The thermostat node incorporates a 20x4 backlit LCD panel, three pushbuttons, and one full spectrum LED on the front panel.  The three switches allow the user to navigate the user interface, where one switch selects the menu item, and the other two provide a capability to modify the quantity (set point, mode select etc.).  Any of these quantities can of course be controlled from the GUI on the main PC.  The full spectrum LED serves as the indicator of the current heating and cooling mode.  For example, red means heating, blue means cooling, green means fan only etc.  In addition, if there is 485 network traffic, it will flash off briefly so I can tell the network status.


The thermostat node during development.  The LCD panel is a 20x4 backlit unit,
and the LED is full spectrum allowing it to indicate a wide range of colors.  Note that
the display reads: "Thermostat Node", the time, the inside temperature (71F),
and the outside temp (63F via the weather node).

The photo above shows my favorite method for construction.  I first start with a plastic 'clamshell' style case.  This case has four parts.  The main two are the top and the bottom parts of the clamshell (only the ivory top is shown in the above picture).  In addition, there are two panels forming the front and back (black panels on the end of the circuit board on the left above).  The main perf circuit board is fastened to the front and back panels with small metal angle brackets and screws.  The panels can therefore serve as feet when the circuit board is placed onto a table.  One is also able to easily access the front and back of the circuit board.  As a rule, any connections to the top and bottom clamshells must be done with removable cables (rainbow ribbon cable in the photo).  This wide open design allows easy access to any component, and the case can easily be closed without messing with standoffs.
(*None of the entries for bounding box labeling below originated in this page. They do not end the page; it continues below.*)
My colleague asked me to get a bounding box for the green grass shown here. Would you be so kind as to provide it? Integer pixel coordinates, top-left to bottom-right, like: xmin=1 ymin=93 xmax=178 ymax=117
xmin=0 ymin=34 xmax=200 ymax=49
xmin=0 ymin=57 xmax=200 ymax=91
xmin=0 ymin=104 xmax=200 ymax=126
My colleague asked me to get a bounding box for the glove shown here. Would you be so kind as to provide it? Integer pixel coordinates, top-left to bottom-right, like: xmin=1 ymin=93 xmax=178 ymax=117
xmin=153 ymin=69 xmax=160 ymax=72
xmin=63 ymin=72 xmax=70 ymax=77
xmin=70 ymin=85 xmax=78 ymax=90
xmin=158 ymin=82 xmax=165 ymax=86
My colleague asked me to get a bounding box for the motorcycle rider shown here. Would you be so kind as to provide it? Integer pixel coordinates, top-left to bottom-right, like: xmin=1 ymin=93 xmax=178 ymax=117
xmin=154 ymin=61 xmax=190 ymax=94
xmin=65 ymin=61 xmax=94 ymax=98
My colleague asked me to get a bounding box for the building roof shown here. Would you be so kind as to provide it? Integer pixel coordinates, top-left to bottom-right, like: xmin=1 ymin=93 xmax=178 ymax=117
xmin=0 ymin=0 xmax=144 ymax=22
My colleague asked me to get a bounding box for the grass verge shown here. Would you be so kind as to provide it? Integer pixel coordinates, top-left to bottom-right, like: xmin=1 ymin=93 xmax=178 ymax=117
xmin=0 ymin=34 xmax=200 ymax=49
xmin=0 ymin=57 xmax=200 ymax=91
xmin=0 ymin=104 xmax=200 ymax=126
The circuitry of the thermostat node incorporates the following components:

  • Main controller in the form of a PIC16C77 running at 14.31818 Mhz.
  • Temperature sensor and temperature watch dog in the form of a Dallas Semiconductor DS1620.  This communicates with the controller via a serial protocol, sending it temperature data.
  • Support for the Dallas 1-Wire interface (DS1820 devices) so that many other temperatures in remote locations can be monitored.
  • Real time clock in the form of an EPSON RTC-65271.  This has a battery backed clock and non volatile RAM to store information such as set points and run time.
  • RS485 network interface with a MAX487.  This connects to the home automation network for data and control.
  • Three relays to control the gas furnace's heat, cool and fan functions.
  • A hardware temperature watchdog/override circuit using the DS1620 as temperature sensor.
  • Miscellaneous drivers for the LEDs, relays and LCD backlight.

Circuitry of the thermostat node.  Note the integral battery holder on the real
time clock chip (bottom left).  One battery is installed, the other is not.  The
ribbon cable on the right is going to my PIC emulator (for fast program
development), and the one on the right goes to the front panel.

The hardware temperature watchdog circuit uses dedicated outputs from the DS1620 to protect the system.  This latter chip has settable discrete high and low limit outputs.  If the temperature should exceed 90F, the 'heat on' relay is disabled.  On the other hand if the temperature should go below 50F, the 'cool on' relay is disabled and the 'heat on' relay is enabled.  These functions prevent temperature overheat or freezing of water pipes should the thermostat node hang while the house is unoccupied for a long duration.  In addition, these features serve to protect the home even when the thermostat node is erroneously set up.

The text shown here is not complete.